Mas se fosse conjugado:

– Eu estou, tu estás, ele está… → muda = conjugado.

A meu ver, estes verbos estão no modo indicativo, e não no modo imperativo. Só há três modos verbais na língua porguesa: indicativo, subjuntivo e imperativo. A classificação "infinitivo" se refere a uma forma verbal, motivo pelo qual não seria a justificativa adequada para contra-argumentar a afirmativa da questão.

Olá amigos do QC!

GABARITO ERRADO

Apenas para complementar os excelentes comentários dos colegas, uma outra pista de que o texto não é argumentativo e sim expositivo ou informativo é o fonte do texto bem no final ( sempre observem isso no final do texto - trata-se de uma Revista de Pesquisa FAPESP - olhe a fonte que já mata uma boa parte da questão)

Marcos Pivetta. Na órbita do Planeta 9. In: Revista Pesquisa FAPESP, n.º 351, maio/2025. Internet: (com adaptações).

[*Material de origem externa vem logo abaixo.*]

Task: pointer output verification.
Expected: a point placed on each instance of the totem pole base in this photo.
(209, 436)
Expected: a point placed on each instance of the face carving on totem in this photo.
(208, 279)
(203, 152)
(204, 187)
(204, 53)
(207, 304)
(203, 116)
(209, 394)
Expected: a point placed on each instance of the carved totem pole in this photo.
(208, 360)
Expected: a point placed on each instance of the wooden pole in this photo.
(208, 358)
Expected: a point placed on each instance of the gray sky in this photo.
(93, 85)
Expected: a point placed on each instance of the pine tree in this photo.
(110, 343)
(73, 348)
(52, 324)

Somos mais fortes do que imaginamos!! Sigam em frente!! 

Gabarito: Errado.

Formas Nominais do Verbo: As palavras "estar" e "ter" no contexto dado são verbos na forma nominal do infinitivo. As formas nominais do verbo (infinitivo, gerúndio e particípio) comportam-se como nomes (substantivo, adjetivo ou advérbio) em certos contextos e não são flexionadas em modos verbais tradicionais como o indicativo, subjuntivo ou imperativo. O infinitivo, por exemplo, é a única forma verbal que não apresenta noção temporal.

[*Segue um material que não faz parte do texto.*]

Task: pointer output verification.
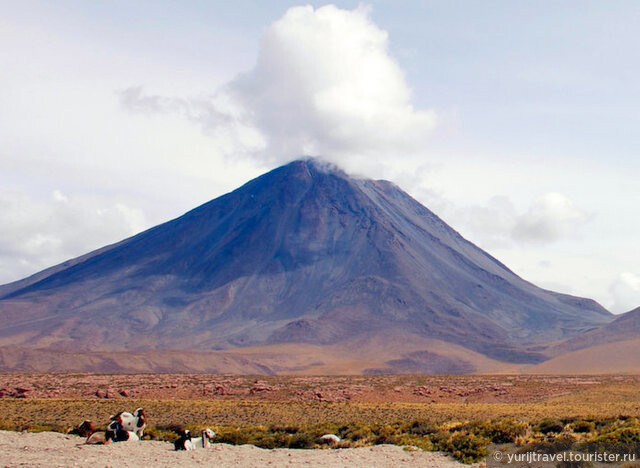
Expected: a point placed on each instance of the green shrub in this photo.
(548, 426)
(583, 426)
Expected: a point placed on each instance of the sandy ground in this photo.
(52, 449)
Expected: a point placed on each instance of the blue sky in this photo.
(515, 121)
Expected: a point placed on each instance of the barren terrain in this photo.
(53, 449)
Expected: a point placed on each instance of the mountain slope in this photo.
(302, 254)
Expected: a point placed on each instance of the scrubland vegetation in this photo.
(597, 418)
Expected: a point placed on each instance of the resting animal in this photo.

Modo Imperativo: O modo imperativo é utilizado para expressar ordem, pedido, sugestão, exortação, advertência ou súplica. Embora o infinitivo possa, em certas construções, transmitir uma ideia de ordem ou instrução (como em "Favor não sobrecarregar o elevador"), isso não significa que ele esteja no modo imperativo. Formalmente, o infinitivo é uma forma nominal.

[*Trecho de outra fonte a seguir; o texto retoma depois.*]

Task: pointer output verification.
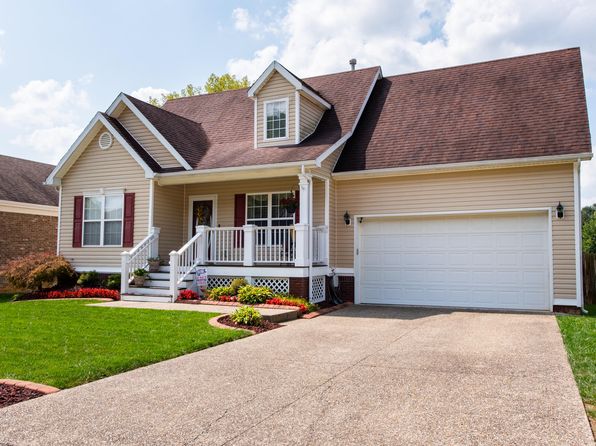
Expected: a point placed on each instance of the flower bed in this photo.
(82, 293)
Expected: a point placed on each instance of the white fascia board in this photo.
(54, 179)
(454, 167)
(296, 83)
(18, 207)
(339, 143)
(123, 99)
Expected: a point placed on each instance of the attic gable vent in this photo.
(105, 140)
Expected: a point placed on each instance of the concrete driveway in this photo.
(363, 375)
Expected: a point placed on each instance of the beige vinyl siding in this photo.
(168, 216)
(527, 187)
(276, 88)
(310, 115)
(144, 137)
(93, 170)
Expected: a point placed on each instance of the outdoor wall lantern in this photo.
(560, 211)
(347, 219)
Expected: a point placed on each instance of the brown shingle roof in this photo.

Função no Texto: No trecho fornecido, "estar" e "ter" introduzem uma lista de condições obrigatórias para a classificação de um corpo celeste como planeta. Elas funcionam como elementos nominais que enumeram esses critérios, descrevendo o que o corpo celeste deve ser ou possuir, e não como comandos diretos. A estrutura "apenas se obedecer a três condições: estar... ter... ter..." já estabelece a condicionalidade na oração principal ("se obedecer"), e os infinitivos subsequentes detalham essas condições.

Portanto, apesar de as condições serem obrigatórias, as formas verbais utilizadas para apresentá-las são infinitivos, que são formas nominais, e não pertencem ao modo imperativo.